Outras drogas psicodélicas podem ter o mesmo efeito?
Testamos a hipótese de que outros psicodélicos reabrem o período crítico e restauram a capacidade de induzir a plasticidade mediada pela oxitocina. Em humanos, essas drogas atuam em diferentes escalas de tempo, desde a cetamina, para a qual os efeitos subjetivos duram de 30 minutos a 2 horas, até a ibogaína, para a qual podem durar até 3 dias. Acreditamos que o que parece um estado alterado de consciência, comum a todos os psicodélicos, é a sensação de reabrir períodos críticos. Você pode encontrar isso na linguagem que as pessoas usam para descrever sua experiência com essas drogas. Referem-se ao retorno a um estado em que estão vivendo o momento presente, percebendo tudo e sendo verdadeiramente sensíveis ao mundo.

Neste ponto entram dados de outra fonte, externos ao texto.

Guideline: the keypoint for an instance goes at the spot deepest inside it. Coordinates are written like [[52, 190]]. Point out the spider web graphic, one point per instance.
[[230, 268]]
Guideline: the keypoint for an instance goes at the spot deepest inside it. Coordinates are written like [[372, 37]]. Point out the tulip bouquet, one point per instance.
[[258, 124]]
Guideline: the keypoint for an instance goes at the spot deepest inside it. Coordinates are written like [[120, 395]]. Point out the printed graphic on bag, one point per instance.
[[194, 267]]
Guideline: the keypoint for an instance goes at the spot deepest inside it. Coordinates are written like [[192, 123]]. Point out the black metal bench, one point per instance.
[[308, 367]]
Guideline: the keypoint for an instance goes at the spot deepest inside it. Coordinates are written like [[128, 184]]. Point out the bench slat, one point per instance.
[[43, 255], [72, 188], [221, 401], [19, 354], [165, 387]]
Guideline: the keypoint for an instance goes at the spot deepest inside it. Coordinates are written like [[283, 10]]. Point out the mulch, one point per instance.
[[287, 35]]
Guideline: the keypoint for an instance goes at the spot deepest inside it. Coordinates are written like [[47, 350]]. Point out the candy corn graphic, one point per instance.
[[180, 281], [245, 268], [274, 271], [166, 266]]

Como os médicos e pesquisadores podem usar o poder das drogas psicodélicas para abrir muitos tipos de períodos críticos?
Os psicodélicos podem ser adições poderosas a muitas terapias. Por exemplo, eles podem ser combinados com tratamentos para derrames, muito depois do término do período normal de recuperação funcional. Essa percepção dos períodos críticos também pode expandir os tipos de problemas de saúde mental que os psicodélicos podem tratar – não apenas a depressão, a ansiedade, o TEPT e o vício que são o foco atual, mas também tudo o mais que não conseguimos processar porque o relevante período crítico terminou. Os neurocientistas sonham em ter essa chave mestra há 50 anos. Se finalmente o encontramos, as possibilidades de uso terapêutico são enormes.